A foreign key identifier to the person_id in the person table for whom the condition is recorded.

visit_occurrence_id (FK)

A foreign key identifier to the visit_occurrence_id in the visit_occurrence table for the visit associated with the ordered test.

procedure_occurrence_id (FK)

A foreign key identifier to the OMOP procedure_occurrence table for the procedure order for the variant test.

provider_id (FK)

A foreign key identifier to the provider in the provider table who authorized the order for the variant test.

order_datetime

The datetime when the test was ordered.

test_name

The name of the test associated with the variant record.

variant_name

The name of the genetic variant identified in the test.

variant_type

The variant type, such as ‘Simple’, ‘Pharmacogenomic genotype’, ‘Negative’, etc.

assessment

The assessment of the variant, such as ‘Detected’, ‘Not Detected’, ‘Negative’, etc.

genome_assembly

The genome assembly used for the variant, such as ‘GRCh37’, ‘GRCh38’, ‘hg38’, etc.

chromosome

The chromosome on which the variant is located, such as ‘1’, ‘2’, ‘X’, ‘Y’, etc.

transcript_ref_seq

The external identifier defining the Transcript Reference Sequence.

dna_change

The change at the DNA level relative to the Transcript Reference Sequence.

dna_var_type

The descriptive name for the DNA sequence variation type, such as ‘Substitution’, ‘Copy number gain’, ‘Deletion’, etc.

amino_acid_change

The change at the amino acid (protein) level caused by the DNA change.

variant_molecular_consequence

The descriptive name for the molecular consequence of the variant, such as ‘Missense Variant’, ‘Nonsense’, ‘Frameshift Variant’, etc.

genomic_dna_change

The change at the DNA level relative to the Genomic Reference Sequence.

allelic_frequency

The percentage of all of the reads at this genomic location that were represented by the given allele.
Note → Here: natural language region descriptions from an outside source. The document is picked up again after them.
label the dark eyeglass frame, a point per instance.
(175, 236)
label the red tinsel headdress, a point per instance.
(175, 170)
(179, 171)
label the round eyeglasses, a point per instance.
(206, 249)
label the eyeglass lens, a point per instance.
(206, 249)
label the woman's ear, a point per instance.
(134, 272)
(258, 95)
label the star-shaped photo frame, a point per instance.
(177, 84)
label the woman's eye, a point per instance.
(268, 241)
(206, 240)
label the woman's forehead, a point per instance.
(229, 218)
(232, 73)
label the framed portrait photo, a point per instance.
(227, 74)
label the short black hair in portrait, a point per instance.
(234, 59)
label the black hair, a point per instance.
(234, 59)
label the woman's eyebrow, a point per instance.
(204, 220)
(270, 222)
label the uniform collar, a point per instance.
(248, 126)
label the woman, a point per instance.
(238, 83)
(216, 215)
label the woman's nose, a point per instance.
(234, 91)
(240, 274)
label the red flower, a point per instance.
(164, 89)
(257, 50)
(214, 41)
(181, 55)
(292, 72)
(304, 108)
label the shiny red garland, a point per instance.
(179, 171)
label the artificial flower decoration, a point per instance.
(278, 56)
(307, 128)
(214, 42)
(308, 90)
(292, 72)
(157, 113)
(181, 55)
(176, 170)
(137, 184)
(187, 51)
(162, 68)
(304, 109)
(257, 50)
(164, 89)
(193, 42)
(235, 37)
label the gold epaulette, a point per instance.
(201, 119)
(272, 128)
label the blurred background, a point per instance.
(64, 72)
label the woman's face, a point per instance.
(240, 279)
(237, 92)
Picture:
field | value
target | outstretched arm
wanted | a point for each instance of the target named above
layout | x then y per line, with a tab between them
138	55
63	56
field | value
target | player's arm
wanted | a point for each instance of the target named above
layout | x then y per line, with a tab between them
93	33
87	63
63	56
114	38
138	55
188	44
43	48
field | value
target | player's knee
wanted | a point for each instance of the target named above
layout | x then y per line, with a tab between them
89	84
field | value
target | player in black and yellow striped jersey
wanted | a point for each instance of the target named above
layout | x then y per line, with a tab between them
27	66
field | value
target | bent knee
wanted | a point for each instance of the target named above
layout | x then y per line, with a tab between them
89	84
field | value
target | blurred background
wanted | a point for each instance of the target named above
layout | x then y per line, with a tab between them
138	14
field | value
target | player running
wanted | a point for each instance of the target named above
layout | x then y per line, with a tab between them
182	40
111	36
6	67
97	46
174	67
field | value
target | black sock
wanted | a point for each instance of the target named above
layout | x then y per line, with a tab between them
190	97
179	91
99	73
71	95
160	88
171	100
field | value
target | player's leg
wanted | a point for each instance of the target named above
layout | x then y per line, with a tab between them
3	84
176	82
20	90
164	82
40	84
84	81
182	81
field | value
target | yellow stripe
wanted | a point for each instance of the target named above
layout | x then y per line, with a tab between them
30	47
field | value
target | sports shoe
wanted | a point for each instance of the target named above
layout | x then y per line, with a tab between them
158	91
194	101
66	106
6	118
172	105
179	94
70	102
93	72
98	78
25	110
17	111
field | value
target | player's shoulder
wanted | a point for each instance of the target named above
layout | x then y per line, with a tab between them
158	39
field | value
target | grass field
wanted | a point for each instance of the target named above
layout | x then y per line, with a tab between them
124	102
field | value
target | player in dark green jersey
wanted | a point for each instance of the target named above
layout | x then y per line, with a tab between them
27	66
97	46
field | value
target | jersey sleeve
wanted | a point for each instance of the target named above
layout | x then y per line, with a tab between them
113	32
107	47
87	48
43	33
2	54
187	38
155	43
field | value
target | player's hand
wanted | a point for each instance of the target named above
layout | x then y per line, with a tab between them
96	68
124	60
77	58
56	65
For homozygotes it will be close to 100%; for heterozygotes it will be close to 50%. It can be a smaller number when there are mosaics or multiple chromosomes, or mixtures of tumor cells and normal cells. It is stored in the system as a decimal between 0 and 1 - this is calculated by dividing the percentage by 100.

copy_number_lower

The lower bound of the copy number range for the variant.

copy_number_upper

The upper bound of the copy number range for the variant.

gene_name

The name of the gene associated with the variant record, such as ‘POLE’, ‘TP53’, ‘CYP2D6’, etc.

phenotype_spec_var_class

The descriptive name for the phenotype variant class, such as ‘Pathogenic’, ‘Likely Pathogenic’, ‘Uncertain Significance’, etc.

interpretation

The full text interpretation associated with the variant record, aggregated from individual interpretation lines.

accession_number

The specimen accession numbers associated with the ordered test, stored as a comma-separated string if multiple accession numbers are present.

stamp_pipeline_version

The version of the STAMP pipeline used for the test associated with the variant record.

specimen_type

The specimen type associated with the order for the variant record, such as ‘Blood’, ‘Tissue/Bone - Biopsy’, ‘Existing Patient Material’, etc.

specimen_source

The specimen source associated with the order for the variant record, such as ‘Blood, from Venipuncture’, ‘Saliva’, ‘Liver’, etc.